TSD Executive Summary
“[OE 3] Warming of the climate system is unequivocal, as is now evident from observations of increases in global average air and ocean temperatures, widespread melting of snow and ice, and rising global average sea level Global mean surface temperatures have risen by 0.74°C (1.3ºF) (±0.18°C) over the last 100 years. Eight of the ten warmest years on record have occurred since 2001. Global mean surface temperature was higher during the last few decades of the 20th century than during any comparable period during the preceding four centuries.
“[OE 4] Most of the observed increase in global average temperatures since the mid-20th century is very likely due to the observed increase in anthropogenic GHG concentrations. Climate model simulations suggest natural forcing alone (e.g., changes in solar irradiance) cannot explain the observed warming.
“[OE 5] U.S. temperatures also warmed during the 20th and into the 21st century; temperatures are now approximately 0.7°C (1.3°F) warmer than at the start of the 20th century, with an increased rate of warming over the past 30 years. Both the IPCC and CCSP reports attributed recent North American warming to elevated GHG concentrations. In the CCSP (2008g) report the authors find that for North America, “more than half of this warming [for the period 1951-2006] is likely the result of human-caused greenhouse gas forcing of climate change.”
“Global Surface Temperatures
Surface temperature is calculated by processing data from thousands of world-wide observation sites on land and sea. Parts of the globe have no data, although data coverage has improved with time. The long-term mean temperatures are calculated by interpolating within areas with no measurements using the collected data available.
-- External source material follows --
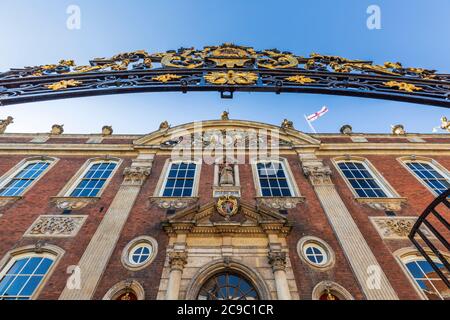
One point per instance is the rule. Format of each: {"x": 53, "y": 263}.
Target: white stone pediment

Biases may exist in surface temperatures due to changes in station exposure and instrumentation over land, or changes in measurement techniques by ships and buoys in the ocean. It is likely that these biases are largely random and therefore cancel out over large regions such as the globe or tropics (Wigley et al., 2006). Likewise, urban heat island effects are real but local, and have not biased the large-scale trends (Trenberth et al., 2007).
The following trends in global surface temperatures have been observed, according to the IPCC (Trenberth et al., 2007):
• Global mean surface temperatures have risen by 0.74°C ±0.18°C when estimated by a linear trend over the last 100 years (1906–2005) as shown by the magenta line in Figure 4.2. The warmest years in the instrumental record of global surface temperatures are 1998 and 2005, with 1998 ranking first in one estimate, but with 2005 slightly higher in the other two estimates. 2002 to 2004 are the 3rd, 4th and 5th warmest years in the series since 1850. Eleven of the last 12 years (1995 to 2006) – the exception being 1996 – rank among the 12 warmest years on record since 1850. Temperatures in 2006 were similar to the average of the past 5 years.
• The warming has not been steady, as shown in Figure 4.2. Two periods of warming stand out: an increase of 0.35°C occurred from the 1910s to the 1940s and then a warming of about 0.55°C from the 1970s up to the end of 2006. The remainder of the past 150 years has included short periods of both cooling and warming. The rate of warming over the last 50 years is almost double that over the last 100 years (0.13°C ± 0.03°C vs. 0.07°C ± 0.02°C per decade).
Supporting peer reviewed papers for my analysis of errors in the siting of USHCN climate monitoring stations include:
Yilmaz et al (PDF 2008 ) which cites temperature differentials of up to 11.79C between asphalt/concrete and grass. Grass is the preferred surface over which temperature should be measured according to World Meteological Organization (WMO) standards.